2015年6月4日木曜日

カマイユ

デッサンからグリザイユへと順を追って学ばれてきたK.rさんが、今回は静物をカマイユで描いてみました。その制作過程を紹介します。


カマイユ(Camaieu)は、明暗だけで表現した単色画の総称で、イタリア語でバーレリーフを意味していた「カメオ」から派生した用語です。その意味からするとグリザイユもカマイユに含まれますが、一般的には茶色や褐色系統の色合いで描かれたものを指すことが多いと思います。






まずは、キャンバスと同じサイズの画用紙に入念にデッサンして、それをキャンバスに転写しました。
基本的な描き方はグリザイユと同じですが、茶系の絵具は、白を加えると冷たくなったり、溶き油で透明に扱うと暖かくなったりと、色味の振幅が激しいものです。そこを調整しながら描いていくのが難しいところです。

今回は、ヴァンダイク・ブラウン(ニュートン社製)とシルバーホワイトに、色合いの調整としてアイボリーブラックを加えました。

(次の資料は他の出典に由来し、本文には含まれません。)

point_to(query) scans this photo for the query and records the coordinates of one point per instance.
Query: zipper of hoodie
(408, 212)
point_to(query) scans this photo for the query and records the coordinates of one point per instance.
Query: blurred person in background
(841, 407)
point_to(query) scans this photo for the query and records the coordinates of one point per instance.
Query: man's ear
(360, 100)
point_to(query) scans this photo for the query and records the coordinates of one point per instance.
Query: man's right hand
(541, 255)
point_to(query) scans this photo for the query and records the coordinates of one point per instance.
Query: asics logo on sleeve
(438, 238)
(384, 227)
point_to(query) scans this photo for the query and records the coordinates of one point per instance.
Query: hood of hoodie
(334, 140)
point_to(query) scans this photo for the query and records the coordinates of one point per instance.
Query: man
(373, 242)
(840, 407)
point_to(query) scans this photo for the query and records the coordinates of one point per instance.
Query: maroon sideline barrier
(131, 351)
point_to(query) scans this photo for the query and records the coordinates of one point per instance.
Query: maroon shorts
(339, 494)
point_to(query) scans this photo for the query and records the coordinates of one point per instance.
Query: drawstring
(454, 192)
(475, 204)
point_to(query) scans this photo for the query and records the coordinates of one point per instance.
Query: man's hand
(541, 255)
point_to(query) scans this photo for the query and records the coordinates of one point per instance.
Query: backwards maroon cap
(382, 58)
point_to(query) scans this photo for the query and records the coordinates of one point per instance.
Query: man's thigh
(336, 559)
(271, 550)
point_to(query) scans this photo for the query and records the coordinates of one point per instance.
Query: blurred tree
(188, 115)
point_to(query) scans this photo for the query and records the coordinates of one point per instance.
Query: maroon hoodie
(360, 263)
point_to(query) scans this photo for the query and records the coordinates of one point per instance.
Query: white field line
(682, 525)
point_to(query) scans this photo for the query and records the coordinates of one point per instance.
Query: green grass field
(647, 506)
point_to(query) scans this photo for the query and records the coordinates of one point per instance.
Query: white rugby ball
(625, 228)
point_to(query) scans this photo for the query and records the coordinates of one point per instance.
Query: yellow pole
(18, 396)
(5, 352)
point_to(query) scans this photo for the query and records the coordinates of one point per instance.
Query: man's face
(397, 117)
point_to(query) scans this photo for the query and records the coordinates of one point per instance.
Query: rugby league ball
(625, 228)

モチーフの色に惑わされずに明暗に置き換えて描いていくのに苦労されたようですが、リアルな絵画表現を目指すには欠くことのできない訓練です。













カマイユによる静物画 (F6号)



油絵に移ってから2枚目の作品ですが、非常に良い出来栄えです。絵具の厚みがもう少し欲しいところですが、明暗の変化や寒暖の調整がデリケートで美しく、すでにK.rさんの持ち味が表れているように思います。次回の制作を楽しみにしています。